Japan’s Naomi Osaka has beaten Serena Williams in a controversial US Open women’s singles final 6-2, 6-4 after Williams was penalised a game for a third court violation.
Osaka, 20, became the first Japanese player to win a grand slam title and was in complete control over her more illustrious rival in a dominant first set.
However in the second set, Williams received three code violations and was docked an entire game, handing Osaka a chance to serve out the game.
The world No.19 was in tears during the presentation ceremony, pulling her visor over her face as boos rained down from the parochial home crowd in New York.
“I know everyone was cheering for her and I am sorry it had to end like this,” Osaka said.
“It was always my dream to play Serena in the US Open final, so I am really glad I was able to do that. I am really grateful I could play with you. Thank you.”
Williams pleaded with a hostile crowd to cease booing.
“I don’t want to be rude but I don’t want to do questions. Naomi played well. This is her first grand slam,” Williams said.

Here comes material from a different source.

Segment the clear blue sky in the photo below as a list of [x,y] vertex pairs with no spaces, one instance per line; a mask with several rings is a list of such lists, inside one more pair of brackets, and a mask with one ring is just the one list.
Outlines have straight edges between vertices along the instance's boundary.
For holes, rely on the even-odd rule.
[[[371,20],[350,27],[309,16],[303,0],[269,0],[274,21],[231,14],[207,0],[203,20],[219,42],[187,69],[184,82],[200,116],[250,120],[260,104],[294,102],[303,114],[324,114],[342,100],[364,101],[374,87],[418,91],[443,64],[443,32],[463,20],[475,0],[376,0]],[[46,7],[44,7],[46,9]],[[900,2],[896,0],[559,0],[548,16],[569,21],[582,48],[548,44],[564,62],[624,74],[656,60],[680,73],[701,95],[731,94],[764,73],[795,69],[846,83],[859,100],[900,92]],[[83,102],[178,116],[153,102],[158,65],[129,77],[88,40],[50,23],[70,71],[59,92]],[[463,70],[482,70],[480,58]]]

“Let’s not boo anymore. Congratulations Naomi! No more booing! Thank you to my team. You guys are amazing.”
"You owe me an apology!"
Serena was fired up with the official in the final set of the US Open final. pic.twitter.com/r6RSbrirnV
— ESPN (@espn) September 8, 2018
Serena’s implosion in the second set came after the first game in which chair umpire Carlos Ramos handed Williams a code violation for “coaching” from her coach Patrick Mouratoglou.
The first violation carries a warning, the second a point penalty, the third carries a game penalty.
Mouratoglou admitted to ESPN that he was coaching, but that every coach coaches their players during games, raising questions about the validity of the rule.
Questions were also raised as to whether Williams even saw the gesture made by her coach.
After destroying her racquet on the court after losing the fifth game of the second set, Williams received that second violation, and a point penalty at the start of the sixth game.
Williams vehemently refuted the coaching accusation in an angry exchange with umpire Ramos.
“I didn’t cheat. I didn’t get coaching,” Williams shouted at Ramos.
“You owe me an apology. I have never cheated in my life. I have a daughter and I stand for what’s right for her. I have never cheated.”
Osaka went on to hold that game to love and broke Williams in the following game to go 4-3 up in the second.
At the change of ends, Williams was penalised a third time for calling Ramos a “thief” for “stealing a point” from her, resulting in a game penalty to fall further behind at 3-5.
Williams then called for the tournament referee, remonstrating in tears, saying: “This is not fair. This has happened to me too many times.”
“There’s a lot of men who have said a lot of things and because they’re men, that doesn’t matter,”
“Because I’m a woman you’re going to take this away from me? That is not right.
“You know it, and I know you can’t admit it, but I know you know it’s not right”.
The decision to penalise Williams was condemned by former players.
Despite being put on the back foot, Williams harnessed that sense of injustice to serve out the following game to love, amid a chorus of boos from a hyped-up Arthur Ashe Stadium crowd.
However Osaka showed an extraordinary level of composure to put that to one side, stepping up to serve out the match.
Williams’ next opportunity to equal the record 24 major singles titles of Australia’s Margaret Court will likely come at the Australian Open.